The main features of the Btrfs filesystem are:

i) Extent based file storage: In an extent based filesystem, the storage unit is called an extent. An extent is a contiguous area of storage that is reserved for a file. One file requires one extent, no matter how small the file is. For larger files (file size larger than the extent size), multiple extents will be required. For larger files, metadata will be used to keep track of the extents the file are using. In the Btrfs filesystem, the metadata is significantly smaller in size. Smaller metadata improves storage efficiency and the performance of the filesystem.

ii) Huge file size support: In a Btrfs filesystem, a single file can be about 264 bytes or 16 EiB (exbibytes) in size. No matter how big your file becomes, Btrfs can support it.

iii) Space-efficient packaging of small files: Normally, no matter how small a file is, it will require one block or one extent to store the file. This wastes a lot of disk space. To solve this problem, the Btrfs filesystem embeds smaller files in the metadata to store smaller files efficiently.
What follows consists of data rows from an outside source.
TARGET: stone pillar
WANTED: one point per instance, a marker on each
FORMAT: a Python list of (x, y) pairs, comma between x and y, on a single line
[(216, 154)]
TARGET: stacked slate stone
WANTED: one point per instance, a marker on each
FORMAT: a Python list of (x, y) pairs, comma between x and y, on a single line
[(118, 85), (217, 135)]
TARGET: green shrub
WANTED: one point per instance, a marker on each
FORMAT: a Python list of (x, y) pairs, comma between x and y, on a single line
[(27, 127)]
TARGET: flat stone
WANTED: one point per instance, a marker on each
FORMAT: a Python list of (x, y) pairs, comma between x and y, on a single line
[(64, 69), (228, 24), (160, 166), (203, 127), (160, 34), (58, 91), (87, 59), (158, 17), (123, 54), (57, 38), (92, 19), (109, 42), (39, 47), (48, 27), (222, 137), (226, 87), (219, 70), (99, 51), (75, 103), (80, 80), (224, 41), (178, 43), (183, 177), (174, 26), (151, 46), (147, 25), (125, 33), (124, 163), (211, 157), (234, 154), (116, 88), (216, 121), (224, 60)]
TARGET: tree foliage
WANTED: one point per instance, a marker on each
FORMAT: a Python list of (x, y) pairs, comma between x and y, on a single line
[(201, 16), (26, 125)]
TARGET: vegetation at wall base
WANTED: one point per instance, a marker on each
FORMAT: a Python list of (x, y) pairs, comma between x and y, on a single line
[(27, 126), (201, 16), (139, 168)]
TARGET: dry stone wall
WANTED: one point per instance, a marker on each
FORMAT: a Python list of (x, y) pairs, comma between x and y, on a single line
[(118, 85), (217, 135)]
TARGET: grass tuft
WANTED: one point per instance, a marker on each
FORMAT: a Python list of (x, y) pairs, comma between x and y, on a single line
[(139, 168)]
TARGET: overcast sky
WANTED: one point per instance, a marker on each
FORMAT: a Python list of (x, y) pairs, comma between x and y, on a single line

iv) Space-efficient indexed directories: The btrfs filesystem directories are indexed in two different ways. For filename lookup, key-based indexing is used. To reference data, inode-based key indexing is used. Two-level indexing improves directory/file lookup performance and reduces storage requirements for the indexes.

v) Dynamic inode allocation: You need 1 inode to reference 1 file. Many filesystems (i.e., Ext4) have a fixed number of inodes. So, if you create too many small files, you may have a lot of space left on your disk, but you won’t be able to create any new files. You also can’t increase the maximum number of inodes once the filesystem is created.

Btrfs solves this problem by allocating inodes dynamically as they are required. So, you can create as many files as you want as long as you have free disk space.

vi) Writable snapshots and read-only snapshots: The Btrfs filesystem supports snapshots. You can take a snapshot of the current filesystem, which you can use to restore your data if you have accidentally removed some files or corrupted some data.

By default, the btrfs snapshots are read-only. Once you’ve taken a read-only snapshot, you can’t change any files/directories in that snapshot. In any case, if you want to change any files/directories after you have taken a snapshot of your existing Btrfs filesystem, you can change the read-only snapshot to a writable snapshot and modify any files/directories in that snapshot.

vii) Subvolumes: A Btrfs filesystem can have many subvolumes. A subvolume is a named binary tree (B-tree) (or internal/logical filesystem root) of the existing filesystem root tree (main) of the btrfs filesystem. A subvolume is not a block device of its own. But, you can mount Btrfs subvolumes individually. You can think of subvolumes as namespaces.

viii) Subvolume aware quota support: You can allocate quotas for subvolumes as well. Once the quota is exceeded, you won’t be able to add any new data to the subvolume. You won’t need any separate programs to create Btrfs subvolume quotas.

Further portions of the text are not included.